I was listening to the radio the other day and I heard an archeology piece on stone hand axes and the archeologist said that the hand axe was a universal tool to Stone Age man. My ears pricked up when I heard this and he went on to say that Paleolithic society couldn't function without the hand axe. Moreover, the extra productivity that the axe provided society was what allowed them some time other than that spent hunter-gathering. This downtime they used to develop their culture, art, language, customs, and may have been what gave some the time to consider domesticating animals and planting crops rather than hunter-gathering.
This fascinated me and I started to think if there may be other universal tools apart from the hand axe and the computer. After some though I think the wheel is a universal tool. I'm not just thinking of the vehicle wheel here, but really the whole axle and rotating wheel concept. Thus, you have the potter's wheel, the spinning wheel, the water wheel, the millstone, the cogwheel (and hence all sorts of machinery) and more recently the flywheel, and turbine.

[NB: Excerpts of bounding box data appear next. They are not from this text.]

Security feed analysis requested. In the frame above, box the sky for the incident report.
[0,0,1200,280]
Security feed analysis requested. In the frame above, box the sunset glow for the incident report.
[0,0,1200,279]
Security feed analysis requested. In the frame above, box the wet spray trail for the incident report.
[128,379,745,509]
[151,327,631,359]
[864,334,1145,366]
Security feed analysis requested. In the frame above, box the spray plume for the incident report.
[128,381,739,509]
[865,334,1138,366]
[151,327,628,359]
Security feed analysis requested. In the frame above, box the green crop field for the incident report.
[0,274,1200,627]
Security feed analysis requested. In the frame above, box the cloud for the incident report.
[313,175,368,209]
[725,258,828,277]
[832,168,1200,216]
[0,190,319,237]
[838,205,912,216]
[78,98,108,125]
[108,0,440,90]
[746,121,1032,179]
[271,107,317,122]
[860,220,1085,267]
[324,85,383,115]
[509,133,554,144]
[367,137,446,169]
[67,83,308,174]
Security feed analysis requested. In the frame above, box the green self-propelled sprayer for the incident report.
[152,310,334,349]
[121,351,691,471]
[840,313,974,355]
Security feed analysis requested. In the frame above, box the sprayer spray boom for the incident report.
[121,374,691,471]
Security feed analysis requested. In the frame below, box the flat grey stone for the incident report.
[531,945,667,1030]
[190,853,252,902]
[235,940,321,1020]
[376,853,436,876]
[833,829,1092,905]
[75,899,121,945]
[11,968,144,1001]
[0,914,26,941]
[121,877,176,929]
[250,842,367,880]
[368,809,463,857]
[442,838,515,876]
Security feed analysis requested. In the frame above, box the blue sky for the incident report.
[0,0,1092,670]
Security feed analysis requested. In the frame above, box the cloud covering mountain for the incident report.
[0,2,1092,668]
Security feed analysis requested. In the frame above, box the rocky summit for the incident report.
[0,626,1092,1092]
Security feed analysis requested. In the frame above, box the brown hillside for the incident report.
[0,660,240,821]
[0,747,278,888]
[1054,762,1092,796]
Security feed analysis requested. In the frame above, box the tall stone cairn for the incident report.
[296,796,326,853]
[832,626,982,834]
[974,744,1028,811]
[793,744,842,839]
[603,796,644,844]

From the archeology radio show the features of universality are that the tool be multi-functional, which the wheel fits, and that society can't function without the tool. So let's consider say the Victorian era without the wheel. There would be no trains or horse drawn carts and carriages. No delivery system really except for canal boats. There would be no industry, no textiles, no mining, no farming, no machinery of any sort. No clocks, no newspapers to report that the shops were running out of food and no way even to grind corn. Society would come to a complete standstill without the wheel.
So yes, the wheel is a universal tool. I've rewritten my introduction to include this material.